Main Title

Assignment Requirements

This is a project for your entire class section to work on together, since being able to work effectively on a virtual team is a key “soft skill” for data scientists.

Please note especially the requirement about making a presentation during our first meetup after the project is due.

    W. Edwards Deming said, “In God we trust, all others must bring data.” 

Please use data to answer the question:

    “Which are the most valued data science skills?”

Consider your work as an exploration: there is not necessarily a “right answer.”

Grading rubric:
  • You will need to determine what tool(s) you’ll use as a group to effectively collaborate, share code and any project documentation (such as motivation, approach, findings).
  • You will have to determine what data to collect, where the data can be found, and how to load it.
  • The data that you decide to collect should reside in a relational database, in a set of normalized tables.
  • You should perform any needed tidying, transformations, and exploratory data analysis in R.
  • Your deliverable should include all code, results, and documentation of your motivation, approach, and findings.
  • As a group, you should appoint \((at\ least)\) three people to lead parts of the presentation.
  • While you are strongly encouraged (and will hopefully find it fun) to try out statistics and data models, your grade will NOT be affected by the statistical analysis and modeling performed (since this is a semester one course on Data Acquisition and Management).
  • Every student must be prepared to explain how the data was collected, loaded, transformed, tidied, and analyzed for outliers, etc. in our Meetup.
    • This is the **only way I’ll have to determine that everyone actively participated in the process, so you need to hold yourself responsible for understanding what your class-size team did!*
  • If you are unable to attend the meet up, then you need to either present to me one-on-one before the meetup presentation, or post a 3 to 5 minute video (e.g. on YouTube) explaining the process.
    • Individual students will not be responsible for explaining any forays into statistical analysis, modeling, data mining, regression, decision trees, etc.
    • You are encouraged to start early, ask many questions, actively post on the provided discussion forum, etc.

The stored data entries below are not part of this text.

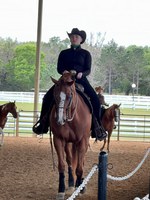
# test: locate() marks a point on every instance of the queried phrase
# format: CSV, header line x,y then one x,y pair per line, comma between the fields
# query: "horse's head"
x,y
116,111
11,107
64,92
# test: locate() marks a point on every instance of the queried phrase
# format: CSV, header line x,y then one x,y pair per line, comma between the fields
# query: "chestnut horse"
x,y
70,122
110,116
4,110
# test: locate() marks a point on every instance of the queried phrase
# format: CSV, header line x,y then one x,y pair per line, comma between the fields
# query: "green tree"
x,y
22,67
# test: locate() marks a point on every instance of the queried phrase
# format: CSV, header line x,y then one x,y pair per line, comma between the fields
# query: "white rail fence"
x,y
134,102
131,127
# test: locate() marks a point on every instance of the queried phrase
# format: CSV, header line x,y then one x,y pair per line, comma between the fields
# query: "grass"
x,y
30,107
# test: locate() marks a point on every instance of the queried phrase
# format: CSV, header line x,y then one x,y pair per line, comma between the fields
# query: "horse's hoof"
x,y
83,190
71,189
60,196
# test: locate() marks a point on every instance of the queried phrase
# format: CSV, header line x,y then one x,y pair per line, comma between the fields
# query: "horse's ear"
x,y
54,80
70,83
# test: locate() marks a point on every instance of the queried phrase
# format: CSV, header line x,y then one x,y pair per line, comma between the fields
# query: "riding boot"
x,y
42,124
98,131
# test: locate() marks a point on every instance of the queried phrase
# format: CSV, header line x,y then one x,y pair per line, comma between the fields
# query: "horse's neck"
x,y
109,112
4,111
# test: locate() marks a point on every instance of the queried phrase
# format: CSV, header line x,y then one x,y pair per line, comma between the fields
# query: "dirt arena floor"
x,y
26,170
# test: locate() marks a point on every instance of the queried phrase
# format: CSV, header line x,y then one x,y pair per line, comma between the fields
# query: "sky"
x,y
127,22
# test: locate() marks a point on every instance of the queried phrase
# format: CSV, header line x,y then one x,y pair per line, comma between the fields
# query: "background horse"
x,y
4,110
110,116
70,122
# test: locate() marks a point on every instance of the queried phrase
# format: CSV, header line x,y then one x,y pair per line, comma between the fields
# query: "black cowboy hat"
x,y
75,31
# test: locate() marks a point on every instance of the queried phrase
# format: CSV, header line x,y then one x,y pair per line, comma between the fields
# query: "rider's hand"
x,y
79,75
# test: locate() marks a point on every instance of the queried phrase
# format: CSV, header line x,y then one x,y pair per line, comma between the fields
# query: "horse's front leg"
x,y
108,142
101,149
59,146
2,137
82,149
68,150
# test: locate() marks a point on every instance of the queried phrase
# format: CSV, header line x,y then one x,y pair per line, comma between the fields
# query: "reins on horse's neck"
x,y
74,110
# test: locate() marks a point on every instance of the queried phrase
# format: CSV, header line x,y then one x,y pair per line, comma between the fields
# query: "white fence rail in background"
x,y
130,127
134,102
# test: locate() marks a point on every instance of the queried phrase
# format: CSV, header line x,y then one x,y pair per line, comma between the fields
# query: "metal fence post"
x,y
102,176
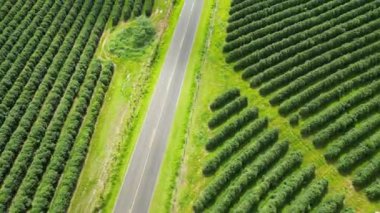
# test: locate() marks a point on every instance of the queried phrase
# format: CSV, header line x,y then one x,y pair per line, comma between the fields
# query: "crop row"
x,y
224,99
340,39
232,169
278,31
373,191
232,128
241,139
277,11
251,174
40,143
329,80
272,23
21,134
15,42
335,94
78,154
350,139
302,45
367,173
29,104
42,55
332,204
331,114
271,180
288,189
230,109
53,98
15,13
338,57
309,196
125,9
346,122
10,26
253,5
20,54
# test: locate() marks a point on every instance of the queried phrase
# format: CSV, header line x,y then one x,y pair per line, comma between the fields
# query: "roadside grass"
x,y
123,113
215,77
165,186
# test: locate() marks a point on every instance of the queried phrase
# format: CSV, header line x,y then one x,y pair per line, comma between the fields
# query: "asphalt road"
x,y
143,170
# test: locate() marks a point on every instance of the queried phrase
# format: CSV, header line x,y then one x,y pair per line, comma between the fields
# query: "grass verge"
x,y
122,115
165,186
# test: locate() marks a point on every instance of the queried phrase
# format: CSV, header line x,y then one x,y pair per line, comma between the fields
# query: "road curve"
x,y
143,170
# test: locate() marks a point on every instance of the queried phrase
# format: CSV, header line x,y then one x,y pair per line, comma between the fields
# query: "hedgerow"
x,y
241,139
288,189
310,196
230,109
224,99
232,169
232,128
269,181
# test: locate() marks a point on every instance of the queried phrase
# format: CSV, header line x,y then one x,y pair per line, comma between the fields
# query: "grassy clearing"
x,y
216,77
162,198
123,112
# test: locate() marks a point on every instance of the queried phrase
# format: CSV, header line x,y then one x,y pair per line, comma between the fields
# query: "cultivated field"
x,y
286,111
52,89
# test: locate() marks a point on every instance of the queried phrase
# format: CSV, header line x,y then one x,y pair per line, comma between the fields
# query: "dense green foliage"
x,y
318,63
134,40
125,9
232,108
251,170
224,99
51,90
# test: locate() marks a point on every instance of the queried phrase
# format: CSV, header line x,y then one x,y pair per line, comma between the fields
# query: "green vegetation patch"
x,y
133,41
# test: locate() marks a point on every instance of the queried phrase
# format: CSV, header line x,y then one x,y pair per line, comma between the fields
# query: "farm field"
x,y
295,126
190,106
68,70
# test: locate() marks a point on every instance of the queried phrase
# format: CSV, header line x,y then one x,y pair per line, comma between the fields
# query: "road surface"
x,y
143,170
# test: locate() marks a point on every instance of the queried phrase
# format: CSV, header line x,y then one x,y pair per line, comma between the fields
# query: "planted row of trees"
x,y
245,44
19,55
318,61
251,174
232,169
322,101
362,96
277,11
41,121
235,144
74,165
366,174
271,180
342,144
288,189
331,79
323,66
230,109
332,204
53,98
373,191
232,128
310,196
125,9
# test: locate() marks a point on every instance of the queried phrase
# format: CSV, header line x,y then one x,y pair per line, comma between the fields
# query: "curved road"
x,y
143,170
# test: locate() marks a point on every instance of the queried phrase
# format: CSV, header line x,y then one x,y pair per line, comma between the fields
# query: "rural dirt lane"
x,y
143,170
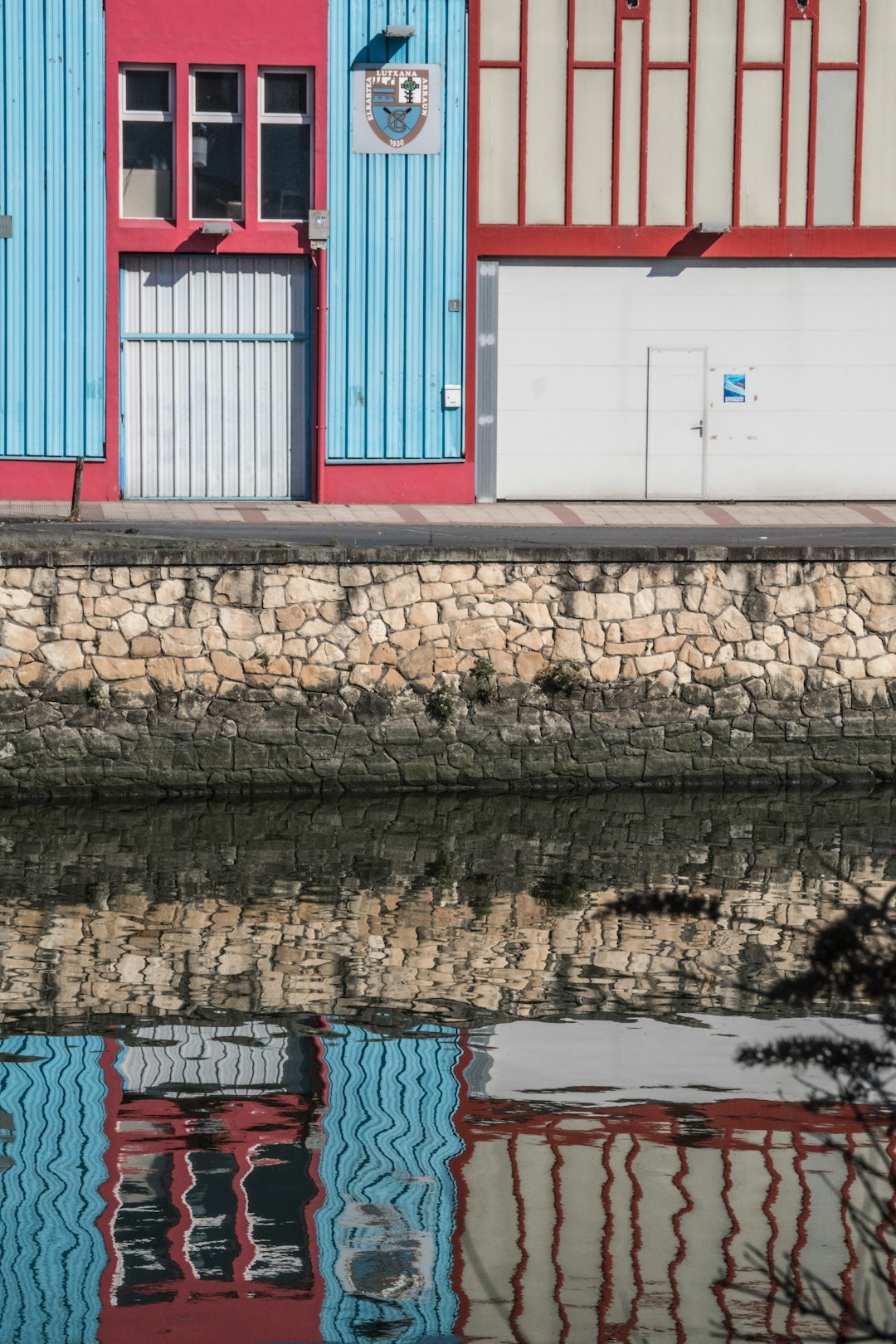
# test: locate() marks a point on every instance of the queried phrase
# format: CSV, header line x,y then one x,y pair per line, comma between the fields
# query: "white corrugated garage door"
x,y
217,377
696,381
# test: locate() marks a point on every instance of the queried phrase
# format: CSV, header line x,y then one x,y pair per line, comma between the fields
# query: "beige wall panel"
x,y
715,112
500,147
631,67
500,32
839,30
761,149
592,149
596,30
670,30
763,30
800,97
879,141
666,147
835,147
546,113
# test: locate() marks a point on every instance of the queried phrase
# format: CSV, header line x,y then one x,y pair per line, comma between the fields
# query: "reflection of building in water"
x,y
212,1186
51,1170
384,1229
660,1220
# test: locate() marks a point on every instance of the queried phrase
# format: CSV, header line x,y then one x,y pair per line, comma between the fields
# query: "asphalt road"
x,y
410,533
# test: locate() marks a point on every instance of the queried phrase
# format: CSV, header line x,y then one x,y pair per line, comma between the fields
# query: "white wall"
x,y
816,340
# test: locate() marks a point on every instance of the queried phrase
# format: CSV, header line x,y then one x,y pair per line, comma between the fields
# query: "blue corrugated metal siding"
x,y
52,269
390,1203
51,1253
397,249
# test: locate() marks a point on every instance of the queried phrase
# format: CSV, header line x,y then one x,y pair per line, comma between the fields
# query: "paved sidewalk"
x,y
508,515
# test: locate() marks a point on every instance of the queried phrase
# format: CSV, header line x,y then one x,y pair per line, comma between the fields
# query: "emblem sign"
x,y
398,110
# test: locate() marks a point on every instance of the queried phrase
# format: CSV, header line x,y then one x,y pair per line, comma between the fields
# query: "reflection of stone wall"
x,y
207,675
440,906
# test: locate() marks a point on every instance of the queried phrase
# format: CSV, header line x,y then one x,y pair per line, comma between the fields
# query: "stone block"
x,y
119,670
802,652
829,592
613,606
786,682
883,665
642,628
733,626
316,678
794,600
880,589
63,655
165,674
881,619
402,590
182,643
19,637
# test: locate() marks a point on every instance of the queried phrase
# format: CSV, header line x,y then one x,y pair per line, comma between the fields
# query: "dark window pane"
x,y
217,90
147,169
218,171
285,93
147,90
286,171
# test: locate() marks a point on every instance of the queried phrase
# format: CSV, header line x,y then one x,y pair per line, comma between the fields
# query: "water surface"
x,y
436,1069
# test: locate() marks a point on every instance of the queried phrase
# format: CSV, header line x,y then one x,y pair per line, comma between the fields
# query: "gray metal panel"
x,y
52,275
217,377
175,1059
486,382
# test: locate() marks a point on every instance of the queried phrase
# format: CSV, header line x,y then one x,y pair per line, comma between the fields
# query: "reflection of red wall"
x,y
192,1309
731,1127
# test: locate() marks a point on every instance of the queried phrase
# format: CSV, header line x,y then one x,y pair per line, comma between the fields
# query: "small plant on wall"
x,y
483,674
563,676
442,702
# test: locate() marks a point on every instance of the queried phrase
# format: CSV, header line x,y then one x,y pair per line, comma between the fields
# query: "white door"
x,y
217,377
676,424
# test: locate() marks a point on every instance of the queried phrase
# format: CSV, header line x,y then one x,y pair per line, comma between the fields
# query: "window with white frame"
x,y
217,143
147,143
285,143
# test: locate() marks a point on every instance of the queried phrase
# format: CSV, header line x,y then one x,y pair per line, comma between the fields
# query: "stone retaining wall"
x,y
319,670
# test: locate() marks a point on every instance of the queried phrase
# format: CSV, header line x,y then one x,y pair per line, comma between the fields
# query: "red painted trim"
x,y
813,127
399,483
617,121
567,186
860,110
645,117
319,446
785,124
739,110
692,112
51,479
214,32
659,241
472,222
524,110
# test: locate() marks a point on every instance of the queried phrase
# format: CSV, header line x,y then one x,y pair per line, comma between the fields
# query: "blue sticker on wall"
x,y
735,387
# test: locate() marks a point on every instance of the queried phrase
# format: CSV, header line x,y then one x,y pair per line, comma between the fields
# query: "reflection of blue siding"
x,y
397,247
52,268
384,1231
51,1253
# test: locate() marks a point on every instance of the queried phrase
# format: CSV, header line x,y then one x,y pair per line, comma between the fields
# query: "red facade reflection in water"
x,y
681,1222
210,1207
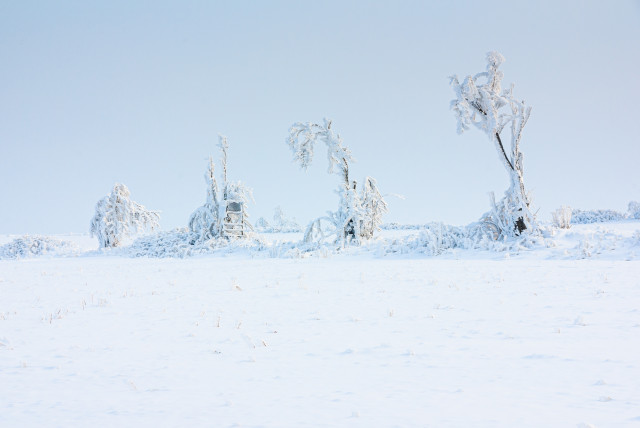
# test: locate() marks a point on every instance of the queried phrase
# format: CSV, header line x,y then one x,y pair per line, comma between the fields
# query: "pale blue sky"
x,y
93,93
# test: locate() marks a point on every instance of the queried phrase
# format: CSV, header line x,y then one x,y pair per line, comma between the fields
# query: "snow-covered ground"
x,y
543,337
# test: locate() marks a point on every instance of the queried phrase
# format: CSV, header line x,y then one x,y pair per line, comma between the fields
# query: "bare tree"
x,y
346,224
481,102
117,217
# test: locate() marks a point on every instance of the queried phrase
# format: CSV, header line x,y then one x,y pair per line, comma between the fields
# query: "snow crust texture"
x,y
354,341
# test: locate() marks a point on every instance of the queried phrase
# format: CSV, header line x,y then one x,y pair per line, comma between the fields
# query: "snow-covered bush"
x,y
180,243
117,217
634,210
481,102
32,246
595,216
209,220
562,217
358,215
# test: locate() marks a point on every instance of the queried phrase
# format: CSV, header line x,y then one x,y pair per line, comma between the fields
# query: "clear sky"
x,y
93,93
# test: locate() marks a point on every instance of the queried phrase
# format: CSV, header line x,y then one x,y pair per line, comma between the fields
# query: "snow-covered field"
x,y
543,337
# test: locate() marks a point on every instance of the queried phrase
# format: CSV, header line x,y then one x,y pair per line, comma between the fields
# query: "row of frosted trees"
x,y
480,102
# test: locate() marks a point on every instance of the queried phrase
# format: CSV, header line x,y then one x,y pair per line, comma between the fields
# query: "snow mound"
x,y
33,246
596,216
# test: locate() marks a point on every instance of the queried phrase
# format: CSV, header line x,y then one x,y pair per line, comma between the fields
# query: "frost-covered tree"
x,y
345,224
562,217
208,221
205,221
117,217
373,206
634,210
481,102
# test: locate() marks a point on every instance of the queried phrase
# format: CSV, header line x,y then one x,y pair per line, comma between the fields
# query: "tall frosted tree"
x,y
482,103
205,220
117,217
348,223
208,221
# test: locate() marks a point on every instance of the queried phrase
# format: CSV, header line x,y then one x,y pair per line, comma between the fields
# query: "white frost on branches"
x,y
358,215
562,217
207,221
117,217
481,102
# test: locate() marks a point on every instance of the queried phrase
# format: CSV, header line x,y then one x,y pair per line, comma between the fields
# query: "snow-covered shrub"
x,y
262,225
358,215
595,216
562,217
33,246
117,217
373,207
209,220
634,210
481,102
180,243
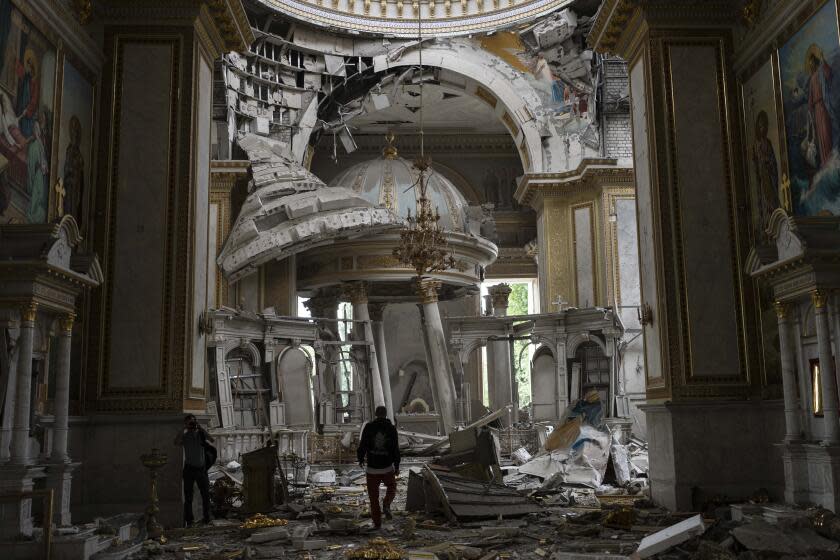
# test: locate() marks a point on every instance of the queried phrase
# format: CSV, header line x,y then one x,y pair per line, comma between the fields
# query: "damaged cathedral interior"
x,y
562,275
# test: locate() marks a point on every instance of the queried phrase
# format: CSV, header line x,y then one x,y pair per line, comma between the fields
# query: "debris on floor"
x,y
583,496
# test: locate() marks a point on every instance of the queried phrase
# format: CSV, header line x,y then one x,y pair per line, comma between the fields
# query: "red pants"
x,y
373,482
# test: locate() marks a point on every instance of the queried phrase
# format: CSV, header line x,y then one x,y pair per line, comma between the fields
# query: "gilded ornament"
x,y
427,289
784,192
29,312
818,298
67,323
83,10
645,314
500,294
390,151
356,293
153,461
60,193
750,12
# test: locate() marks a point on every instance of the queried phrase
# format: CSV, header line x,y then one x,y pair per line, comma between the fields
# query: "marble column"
x,y
835,325
439,366
793,431
426,346
62,390
10,326
60,471
377,312
20,428
502,375
357,292
828,383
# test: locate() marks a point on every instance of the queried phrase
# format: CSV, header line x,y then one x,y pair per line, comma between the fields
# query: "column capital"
x,y
356,292
376,310
66,323
500,294
319,305
818,298
28,312
427,289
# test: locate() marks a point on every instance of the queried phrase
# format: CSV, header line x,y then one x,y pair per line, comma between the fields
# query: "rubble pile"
x,y
581,496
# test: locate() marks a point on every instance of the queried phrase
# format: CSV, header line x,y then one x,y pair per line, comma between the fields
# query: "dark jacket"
x,y
380,444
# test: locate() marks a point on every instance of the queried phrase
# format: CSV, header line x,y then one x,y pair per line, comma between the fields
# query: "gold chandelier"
x,y
423,244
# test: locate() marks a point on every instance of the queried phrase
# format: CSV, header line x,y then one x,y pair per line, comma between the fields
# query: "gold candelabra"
x,y
153,461
423,244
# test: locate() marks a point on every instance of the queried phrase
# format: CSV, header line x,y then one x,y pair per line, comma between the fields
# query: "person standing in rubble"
x,y
379,446
193,438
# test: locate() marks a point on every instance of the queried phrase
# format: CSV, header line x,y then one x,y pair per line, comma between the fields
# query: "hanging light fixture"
x,y
423,244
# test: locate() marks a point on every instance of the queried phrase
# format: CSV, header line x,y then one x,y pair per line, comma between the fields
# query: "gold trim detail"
x,y
818,298
500,293
486,96
427,289
29,312
66,323
356,293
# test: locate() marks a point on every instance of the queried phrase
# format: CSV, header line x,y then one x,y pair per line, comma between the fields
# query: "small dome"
x,y
391,181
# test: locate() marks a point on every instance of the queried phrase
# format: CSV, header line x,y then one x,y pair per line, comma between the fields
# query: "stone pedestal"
x,y
59,477
16,516
812,474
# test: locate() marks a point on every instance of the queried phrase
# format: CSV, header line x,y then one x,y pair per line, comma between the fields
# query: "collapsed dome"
x,y
392,182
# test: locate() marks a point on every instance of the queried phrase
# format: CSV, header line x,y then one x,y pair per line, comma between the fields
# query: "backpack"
x,y
210,452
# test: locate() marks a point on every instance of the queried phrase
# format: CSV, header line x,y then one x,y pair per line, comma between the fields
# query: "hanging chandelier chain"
x,y
423,244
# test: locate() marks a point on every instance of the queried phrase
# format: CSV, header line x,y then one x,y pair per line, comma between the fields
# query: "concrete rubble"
x,y
442,514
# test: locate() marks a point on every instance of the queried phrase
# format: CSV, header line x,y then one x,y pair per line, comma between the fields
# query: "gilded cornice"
x,y
590,174
439,19
619,23
230,166
776,22
228,17
481,144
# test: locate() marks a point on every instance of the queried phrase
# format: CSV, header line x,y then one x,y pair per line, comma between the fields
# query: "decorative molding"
x,y
440,21
500,294
409,145
534,188
356,292
28,312
66,323
819,299
228,18
428,289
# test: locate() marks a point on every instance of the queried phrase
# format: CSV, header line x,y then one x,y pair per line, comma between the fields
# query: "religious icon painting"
x,y
762,146
809,66
27,94
75,142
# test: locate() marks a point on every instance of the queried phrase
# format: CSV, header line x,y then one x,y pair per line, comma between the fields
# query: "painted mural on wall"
x,y
27,88
762,140
809,63
74,143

Database Creation, Import & Export

Connect to local Database

Database job is created on each team members local machine using MySQL. Using an Open Data Base Connectivity (ODBC) Driver. A connection is established using the Data Source Name (DSN) linking R to the appropriate user with SELECT and INSERT privileges. All files are made available on a shared githube repository DATA607_CUNY_2021_Project3

  db_conn <- dbConnect(odbc(),"data607")
    dbListTables(db_conn)
## [1] "job_opening_tbl" "location_dim"
# table location_dim fields are listed below
dbListFields(db_conn, "location_dim")
## [1] "uniq_id"  "location" "city"     "country"  "state"    "zip_code"
dbListFields(db_conn, "job_opening_tbl")
## [1] "uniq_id"   "job_title" "job_descr"

Load CSV

Function OD_DL_csv is created in order to access the necessary CSV files containing over 30,000 observations. This method of was select over loading from Github, due to storage limitations with files this large. shared file URL and csv names are stored into variables url_location, url_job_openings, csv_location and csv_openings respectively.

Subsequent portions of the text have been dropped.